騒ぎを聞きつけた男性駅員2名が昌爺まさじいの背後から駆け寄る。昌爺は振り返り駅員の胴体を切り裂くと、ナガンのほうに向き直った。



昌爺「邪魔者についてはお気になさらず。現れ次第、拙者が斬り伏せますので。戦いに集中してくだされ」


ナガン「この雑踏の中、死角から迫る駅員を斬った……勘も良いみたいね」



手の中で妖刀・乳房ちちふさが振動するのを感じるナガン。乳房に宿った悪霊の魂は、人ならざる怪異が近づくと武者震いを起こす。目の前の老爺が生きた人間でないことをナガンは悟った。


ナガンは右手で乳房のつかを握り、昌爺に接近しながら振り抜く。右斜め下から昌爺を狙ったナガンの斬撃は、いとも容易く受け止められた。


今後は左斜め上から斬りかかるが、やはり仕込み杖に止められてしまう。どの角度からの斬撃も、昌爺に予知されているかのように対処された。


動揺するナガンの隙を突き、反撃する昌爺。とっさに後退したナガンだが、左二の腕を浅く斬られた。



昌爺「中学生とは思えぬ素晴らしい腕前です」


ナガン「……そうか、田代たしろ先生の師匠だから、先生の技術がベースになっている私の剣術を全て読めるのか」


昌爺「たしかに貴殿の太刀筋は田代のソレに近く、予想しやすい。しかし拙者が行っているのは『予想』などという曖昧なものではなく、明確な未来を察知する『予知』です」


ナガン「シゲミさんの連絡にあった、敵たちが持ってる力……幽霊になると特殊な力に目覚めることがあるんだっけ?」


昌爺「左様。拙者の力は『精神感応テレパシー』。一定距離内にいる人間と拙者の思考をつなげる能力。今、貴殿と拙者の思考はつながっており、貴殿の頭の中は全て拙者に筒抜けです」


ナガン「えぇ!?キモォッ!じゃあ私が脳内で執筆してた夢小説も!?」


昌爺「ええ。先ほど読ませていただきました。何が面白いのか理解に苦しみましたが」


ナガン「マジキモォォォッ!!」


昌爺「そんなことより、戦況を気にしたほうが良いでしょう。貴殿がどの角度から、どれくらいの力で攻撃してくるのか、拙者には手に取るようにわかるのです。貴殿の攻撃は全て見切られていると思ってください」


ナガン「人のプライバシーに土足で入り込みやがってぇ!やっぱり変態ジジイじゃないかぁぁっ!」



ナガンは乳房を両手で握り、頭上から振り下ろすが、昌爺の仕込み杖で受け止められてしまう。

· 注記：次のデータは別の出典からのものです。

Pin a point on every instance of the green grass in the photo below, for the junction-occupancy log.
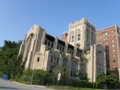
(70, 88)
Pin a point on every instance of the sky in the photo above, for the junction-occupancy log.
(18, 16)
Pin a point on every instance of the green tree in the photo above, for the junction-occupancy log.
(8, 58)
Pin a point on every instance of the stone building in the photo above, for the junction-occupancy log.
(40, 50)
(109, 38)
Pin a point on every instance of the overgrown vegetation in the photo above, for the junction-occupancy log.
(11, 65)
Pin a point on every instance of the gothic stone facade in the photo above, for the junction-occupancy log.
(40, 50)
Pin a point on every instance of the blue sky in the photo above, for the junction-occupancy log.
(17, 16)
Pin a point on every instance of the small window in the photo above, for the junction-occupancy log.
(113, 55)
(113, 50)
(38, 59)
(105, 33)
(114, 61)
(113, 45)
(113, 41)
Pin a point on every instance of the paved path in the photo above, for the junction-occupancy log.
(9, 85)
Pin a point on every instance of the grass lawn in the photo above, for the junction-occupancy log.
(71, 88)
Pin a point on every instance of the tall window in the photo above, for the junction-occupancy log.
(78, 37)
(38, 59)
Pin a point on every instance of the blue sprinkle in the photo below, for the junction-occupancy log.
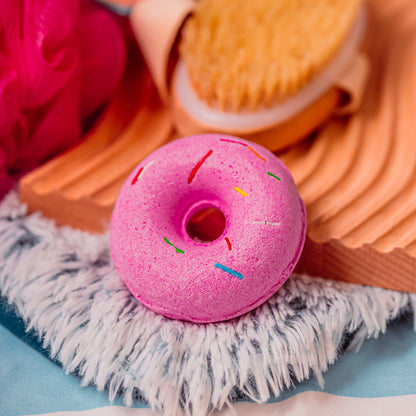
(228, 270)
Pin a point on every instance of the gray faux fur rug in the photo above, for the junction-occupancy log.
(65, 287)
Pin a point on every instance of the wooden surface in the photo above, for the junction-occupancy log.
(357, 176)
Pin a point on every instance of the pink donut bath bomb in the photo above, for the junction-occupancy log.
(182, 277)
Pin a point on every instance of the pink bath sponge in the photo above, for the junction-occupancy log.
(60, 61)
(154, 235)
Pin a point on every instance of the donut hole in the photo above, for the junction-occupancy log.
(206, 225)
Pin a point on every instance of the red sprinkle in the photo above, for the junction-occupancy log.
(197, 166)
(137, 176)
(228, 243)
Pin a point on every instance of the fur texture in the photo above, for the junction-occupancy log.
(64, 285)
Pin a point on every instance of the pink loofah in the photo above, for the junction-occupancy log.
(183, 278)
(59, 61)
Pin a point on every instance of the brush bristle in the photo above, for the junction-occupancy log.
(246, 54)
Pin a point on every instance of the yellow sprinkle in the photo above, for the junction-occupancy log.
(260, 157)
(240, 191)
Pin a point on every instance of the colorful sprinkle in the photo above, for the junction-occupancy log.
(274, 176)
(266, 223)
(228, 243)
(260, 157)
(178, 250)
(197, 166)
(240, 191)
(229, 271)
(137, 176)
(233, 141)
(141, 172)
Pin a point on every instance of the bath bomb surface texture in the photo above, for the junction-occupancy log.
(207, 227)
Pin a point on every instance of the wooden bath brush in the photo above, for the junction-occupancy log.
(270, 71)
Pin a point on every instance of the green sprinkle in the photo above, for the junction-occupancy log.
(178, 250)
(274, 176)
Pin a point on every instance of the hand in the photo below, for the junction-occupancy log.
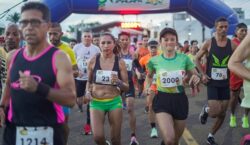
(87, 98)
(194, 81)
(114, 79)
(205, 78)
(76, 73)
(2, 117)
(27, 82)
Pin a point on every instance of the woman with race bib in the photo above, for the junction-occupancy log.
(170, 103)
(107, 77)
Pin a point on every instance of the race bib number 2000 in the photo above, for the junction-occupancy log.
(219, 73)
(170, 79)
(34, 136)
(104, 76)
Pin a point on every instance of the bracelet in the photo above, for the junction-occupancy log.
(119, 83)
(2, 106)
(43, 90)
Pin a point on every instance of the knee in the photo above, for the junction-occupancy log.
(170, 141)
(115, 141)
(98, 139)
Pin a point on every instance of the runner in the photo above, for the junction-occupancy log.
(218, 50)
(55, 33)
(107, 77)
(124, 40)
(84, 52)
(39, 81)
(241, 54)
(235, 82)
(170, 104)
(152, 47)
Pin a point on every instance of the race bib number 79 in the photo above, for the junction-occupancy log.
(104, 76)
(171, 78)
(34, 136)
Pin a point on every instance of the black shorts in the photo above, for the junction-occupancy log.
(80, 88)
(131, 91)
(175, 104)
(218, 93)
(141, 81)
(9, 135)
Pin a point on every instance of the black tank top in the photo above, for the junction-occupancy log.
(31, 109)
(98, 67)
(218, 59)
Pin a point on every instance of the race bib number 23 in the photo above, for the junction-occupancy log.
(34, 136)
(104, 76)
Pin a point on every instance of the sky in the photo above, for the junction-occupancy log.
(152, 19)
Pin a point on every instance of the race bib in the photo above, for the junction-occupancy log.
(154, 79)
(83, 65)
(171, 79)
(104, 76)
(34, 136)
(219, 73)
(128, 63)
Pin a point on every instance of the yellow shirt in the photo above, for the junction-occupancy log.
(65, 48)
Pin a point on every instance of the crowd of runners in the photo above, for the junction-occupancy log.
(42, 77)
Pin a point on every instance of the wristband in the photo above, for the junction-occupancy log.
(2, 106)
(43, 90)
(119, 83)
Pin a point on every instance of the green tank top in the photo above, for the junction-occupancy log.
(246, 84)
(170, 72)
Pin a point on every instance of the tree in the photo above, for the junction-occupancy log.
(14, 18)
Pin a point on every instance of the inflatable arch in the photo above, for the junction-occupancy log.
(206, 11)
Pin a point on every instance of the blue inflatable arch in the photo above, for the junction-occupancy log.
(206, 11)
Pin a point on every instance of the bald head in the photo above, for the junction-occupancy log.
(12, 37)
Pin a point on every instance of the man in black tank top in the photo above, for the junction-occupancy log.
(218, 51)
(39, 81)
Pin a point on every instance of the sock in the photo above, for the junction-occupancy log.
(207, 109)
(210, 135)
(152, 125)
(162, 143)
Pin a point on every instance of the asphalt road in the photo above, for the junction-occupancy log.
(195, 134)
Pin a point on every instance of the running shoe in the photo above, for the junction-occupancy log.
(133, 141)
(87, 129)
(245, 123)
(203, 115)
(124, 106)
(108, 143)
(210, 141)
(154, 133)
(232, 121)
(146, 109)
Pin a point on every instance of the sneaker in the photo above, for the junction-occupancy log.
(245, 123)
(87, 129)
(133, 141)
(154, 133)
(124, 106)
(203, 115)
(107, 142)
(232, 121)
(146, 109)
(210, 141)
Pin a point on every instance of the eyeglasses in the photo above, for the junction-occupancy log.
(106, 42)
(153, 47)
(32, 22)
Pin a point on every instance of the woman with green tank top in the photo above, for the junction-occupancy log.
(239, 64)
(170, 103)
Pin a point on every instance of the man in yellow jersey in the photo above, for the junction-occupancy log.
(55, 34)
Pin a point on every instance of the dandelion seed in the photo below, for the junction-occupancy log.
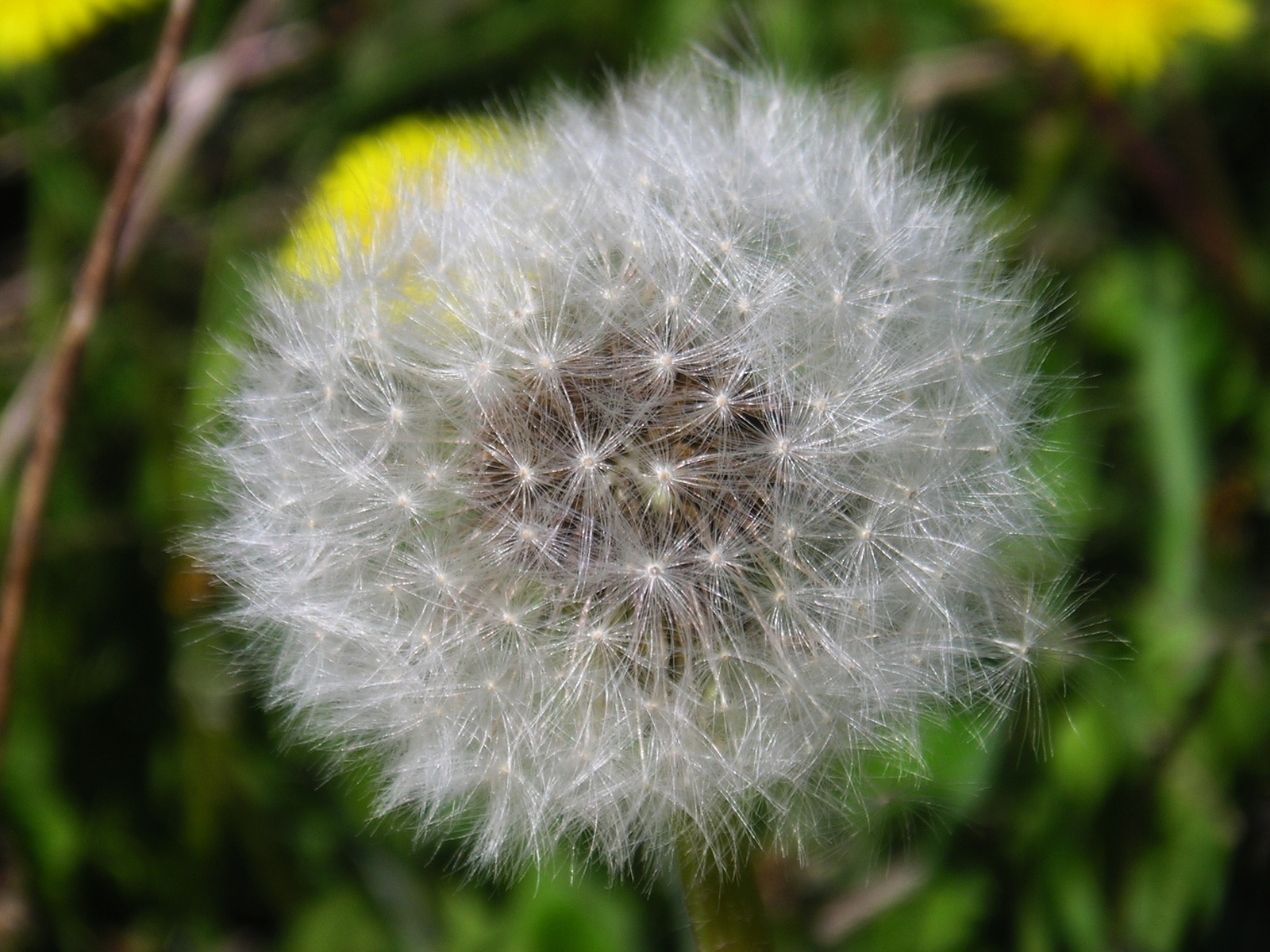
(685, 498)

昌爺「怒りに任せた単調な攻撃など、脳内を読むまでもありませんな」



昌爺は仕込み杖を素早く動かし、ナガンの肩や脇腹、足を次々に切りつける。体のあらゆる箇所から出血し、仰向けで床に倒れるナガン。



昌爺「おっと。貴殿を見て田代を思い出してしまいました……懐かしさから、つい手を緩めてしまいましたよ。その傷の浅さでは、命を奪うまでには至りませんな」



乳房を床に突き刺したナガンは、前屈みになりながら立ち上がった。目がかすみ、昌爺が歪んで見える。出血により今にも気を失いそうだった。

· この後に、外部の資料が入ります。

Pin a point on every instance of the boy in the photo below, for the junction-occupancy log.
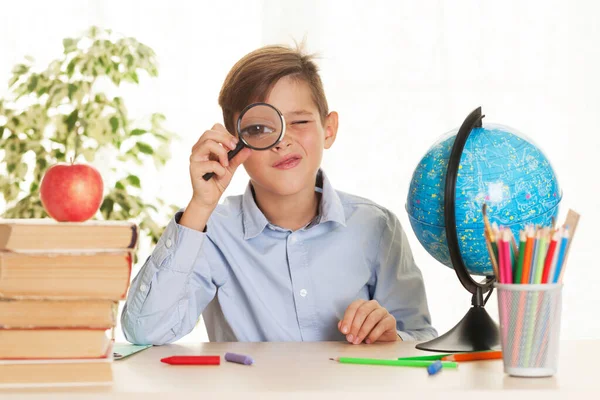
(291, 259)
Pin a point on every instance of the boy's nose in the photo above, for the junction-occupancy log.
(284, 144)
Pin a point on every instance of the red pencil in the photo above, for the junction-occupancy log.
(475, 356)
(549, 257)
(192, 360)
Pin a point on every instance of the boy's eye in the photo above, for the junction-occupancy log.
(257, 129)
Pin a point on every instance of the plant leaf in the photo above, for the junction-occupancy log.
(137, 132)
(134, 180)
(144, 148)
(114, 123)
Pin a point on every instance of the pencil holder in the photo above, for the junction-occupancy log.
(530, 328)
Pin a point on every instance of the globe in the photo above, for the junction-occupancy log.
(499, 167)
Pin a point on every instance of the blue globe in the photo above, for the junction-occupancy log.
(498, 167)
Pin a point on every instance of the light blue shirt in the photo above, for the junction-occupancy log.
(254, 281)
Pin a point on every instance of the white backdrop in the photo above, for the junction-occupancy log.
(400, 74)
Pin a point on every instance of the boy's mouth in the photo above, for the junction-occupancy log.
(287, 162)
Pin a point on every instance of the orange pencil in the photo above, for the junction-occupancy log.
(476, 356)
(528, 255)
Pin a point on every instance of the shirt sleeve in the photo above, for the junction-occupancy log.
(399, 286)
(171, 289)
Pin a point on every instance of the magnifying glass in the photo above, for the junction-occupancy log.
(260, 126)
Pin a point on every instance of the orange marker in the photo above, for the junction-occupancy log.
(476, 356)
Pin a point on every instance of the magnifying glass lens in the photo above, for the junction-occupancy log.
(260, 126)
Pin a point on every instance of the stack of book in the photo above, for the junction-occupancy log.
(60, 284)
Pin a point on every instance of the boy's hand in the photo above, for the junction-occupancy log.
(368, 321)
(209, 154)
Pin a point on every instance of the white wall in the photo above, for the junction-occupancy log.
(399, 73)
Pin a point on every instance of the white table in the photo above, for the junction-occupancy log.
(303, 370)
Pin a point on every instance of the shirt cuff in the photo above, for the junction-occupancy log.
(180, 244)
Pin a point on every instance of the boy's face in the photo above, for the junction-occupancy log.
(291, 165)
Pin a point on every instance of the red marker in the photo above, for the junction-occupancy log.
(192, 360)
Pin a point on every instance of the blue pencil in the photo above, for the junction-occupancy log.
(536, 243)
(561, 255)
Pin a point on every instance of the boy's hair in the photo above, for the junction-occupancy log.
(252, 78)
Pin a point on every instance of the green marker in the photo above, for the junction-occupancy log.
(394, 363)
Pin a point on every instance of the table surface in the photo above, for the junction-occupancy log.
(306, 368)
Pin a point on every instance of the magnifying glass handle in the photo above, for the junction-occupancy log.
(230, 155)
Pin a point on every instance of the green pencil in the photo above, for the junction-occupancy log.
(519, 271)
(394, 363)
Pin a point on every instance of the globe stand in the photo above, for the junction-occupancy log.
(476, 331)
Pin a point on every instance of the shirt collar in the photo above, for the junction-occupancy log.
(331, 208)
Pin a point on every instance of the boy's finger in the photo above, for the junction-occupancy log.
(384, 325)
(359, 318)
(200, 168)
(349, 315)
(372, 320)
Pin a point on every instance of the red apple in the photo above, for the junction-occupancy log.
(71, 192)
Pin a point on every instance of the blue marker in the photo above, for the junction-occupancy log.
(434, 368)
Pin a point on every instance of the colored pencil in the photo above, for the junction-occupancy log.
(541, 256)
(507, 258)
(475, 356)
(192, 360)
(571, 222)
(534, 255)
(501, 260)
(434, 357)
(519, 269)
(561, 255)
(393, 363)
(550, 257)
(528, 255)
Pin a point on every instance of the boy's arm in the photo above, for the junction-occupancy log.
(399, 287)
(171, 290)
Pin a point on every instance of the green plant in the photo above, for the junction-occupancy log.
(64, 113)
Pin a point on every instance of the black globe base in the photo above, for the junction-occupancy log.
(477, 331)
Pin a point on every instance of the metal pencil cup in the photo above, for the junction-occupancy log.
(530, 328)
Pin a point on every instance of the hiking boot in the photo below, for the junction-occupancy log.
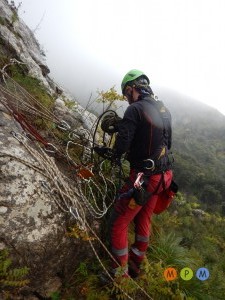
(133, 269)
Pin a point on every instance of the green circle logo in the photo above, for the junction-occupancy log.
(186, 274)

昌爺「……孫弟子だからと手加減したことが、地獄のような思いを味わわせることになってしまいましたか。これ以上苦しまないよう、ひと思いに殺して差し上げます」



仕込み杖を思い切り振って、刃に付着した血を吹き飛ばす昌爺。ナガンを頭から縦に真っ二つにするべく、仕込み杖を体の正面で構える。

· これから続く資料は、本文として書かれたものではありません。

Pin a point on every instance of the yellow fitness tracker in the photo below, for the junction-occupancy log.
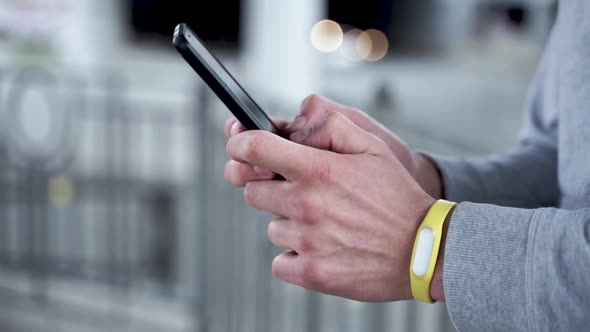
(426, 248)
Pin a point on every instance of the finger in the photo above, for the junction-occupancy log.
(339, 134)
(314, 108)
(286, 266)
(282, 232)
(233, 127)
(238, 173)
(265, 149)
(273, 196)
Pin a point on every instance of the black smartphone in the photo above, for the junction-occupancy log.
(237, 100)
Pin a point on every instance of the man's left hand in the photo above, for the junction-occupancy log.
(347, 211)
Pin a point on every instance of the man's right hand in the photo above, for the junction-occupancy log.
(313, 109)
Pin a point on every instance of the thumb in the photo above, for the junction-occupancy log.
(337, 133)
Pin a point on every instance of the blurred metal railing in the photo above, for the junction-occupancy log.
(124, 207)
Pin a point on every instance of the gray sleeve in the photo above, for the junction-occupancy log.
(510, 269)
(525, 177)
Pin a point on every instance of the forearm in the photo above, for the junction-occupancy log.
(509, 179)
(516, 269)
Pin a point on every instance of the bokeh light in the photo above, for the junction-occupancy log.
(61, 191)
(326, 36)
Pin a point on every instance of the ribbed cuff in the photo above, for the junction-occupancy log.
(485, 267)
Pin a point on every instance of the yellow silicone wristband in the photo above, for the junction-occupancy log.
(432, 224)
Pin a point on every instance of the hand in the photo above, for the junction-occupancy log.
(313, 109)
(349, 215)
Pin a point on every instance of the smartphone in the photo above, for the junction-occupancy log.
(225, 86)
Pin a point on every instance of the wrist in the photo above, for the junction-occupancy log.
(436, 286)
(427, 175)
(427, 261)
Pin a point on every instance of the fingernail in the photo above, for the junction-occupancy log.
(234, 128)
(297, 124)
(263, 171)
(301, 135)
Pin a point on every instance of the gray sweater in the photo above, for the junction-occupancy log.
(518, 247)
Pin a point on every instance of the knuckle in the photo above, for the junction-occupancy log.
(313, 101)
(313, 274)
(253, 147)
(228, 173)
(322, 171)
(251, 193)
(271, 230)
(304, 207)
(306, 244)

ナガン「……私の思考を読む……か。ならこうするとどうなるのだろう……?田代先生に禁止されていて、私も絶対にやりたくなかった……乳房の禁断の使い方……」



ナガンは両耳からイヤホンを外した。広背ひろせ モモの曲により抑え込まれていた乳房に取り憑く悪霊が、ナガンの精神を一気に侵食する。